- © 2005 Canadian Medical Association or its licensors
Norman Kalant's statement that “none of the relevant clinical trials have shown that [radiotherapy] leads to an improvement in overall survival” is erroneous. As articulated in the guidelines,1 several randomized trials and a meta-analysis have demonstrated that postmastectomy radiotherapy is associated with improved survival, as well as locoregional control in high-risk patients with breast cancer receiving systemic therapy.2,3,4,5 Over 30 randomized trials of postmastectomy radiotherapy have demonstrated a consistent two-thirds to three-quarters relative risk reduction for locoregional failure. The ratio between the number of locoregional failures avoided and breast cancer deaths prevented was approximately 4:1 to 5:1.2,3,4,5
Kalant raises the issue of appropriate endpoints for formulating treatment guidelines.
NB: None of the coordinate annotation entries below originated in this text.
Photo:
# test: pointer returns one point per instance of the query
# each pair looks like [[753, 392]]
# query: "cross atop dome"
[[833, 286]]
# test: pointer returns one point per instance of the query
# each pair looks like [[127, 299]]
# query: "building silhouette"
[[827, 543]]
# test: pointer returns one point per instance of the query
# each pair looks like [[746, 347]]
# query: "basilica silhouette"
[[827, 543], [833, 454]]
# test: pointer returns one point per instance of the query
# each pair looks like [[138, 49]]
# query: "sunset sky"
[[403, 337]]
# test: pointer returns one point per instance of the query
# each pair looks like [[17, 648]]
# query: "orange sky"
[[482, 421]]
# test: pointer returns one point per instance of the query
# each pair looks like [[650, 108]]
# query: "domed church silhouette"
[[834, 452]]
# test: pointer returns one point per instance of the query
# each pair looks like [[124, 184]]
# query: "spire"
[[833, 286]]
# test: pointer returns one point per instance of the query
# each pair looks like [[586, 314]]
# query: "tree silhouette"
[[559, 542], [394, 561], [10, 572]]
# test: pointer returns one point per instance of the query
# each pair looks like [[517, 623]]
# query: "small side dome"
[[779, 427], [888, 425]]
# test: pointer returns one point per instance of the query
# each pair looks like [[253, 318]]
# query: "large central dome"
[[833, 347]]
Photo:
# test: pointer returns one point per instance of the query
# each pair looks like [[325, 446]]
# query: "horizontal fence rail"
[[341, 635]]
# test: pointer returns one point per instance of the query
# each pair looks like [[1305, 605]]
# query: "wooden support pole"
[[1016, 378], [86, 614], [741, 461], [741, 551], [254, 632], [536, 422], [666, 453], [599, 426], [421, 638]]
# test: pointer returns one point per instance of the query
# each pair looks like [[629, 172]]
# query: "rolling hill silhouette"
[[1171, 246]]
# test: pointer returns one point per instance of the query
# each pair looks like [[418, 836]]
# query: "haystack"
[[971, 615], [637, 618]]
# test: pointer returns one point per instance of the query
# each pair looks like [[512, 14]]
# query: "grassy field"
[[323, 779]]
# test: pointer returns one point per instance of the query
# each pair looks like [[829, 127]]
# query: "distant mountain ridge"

In this regard, locoregional control should not be confused with “tumour responsiveness.” According to the American Society of Clinical Oncology statement on outcomes, although an improvement in overall survival is desired, an improvement in disease-free, progression-free or event-free survival can also justify treatment recommendations.6 Examining locoregional failure, locoregional failure-free survival and overall survival is thus consistent with these recommendations.
In addition to the survival implications, achieving optimal locoregional control is an important priority in breast cancer management, as disease recurrence can be psychologically devastating, with adverse effects on quality of life.7
Ultimately, the decision to use postmastectomy radiotherapy requires careful appraisal of benefits and risks and a balancing of each patient's priorities and preferences. We strongly advocate a thorough discussion of not only survival but also locoregional control endpoints, as well as efforts to ensure that women are adequately informed of the key association between optimal locoregional control and survival in their choice of adjuvant therapy.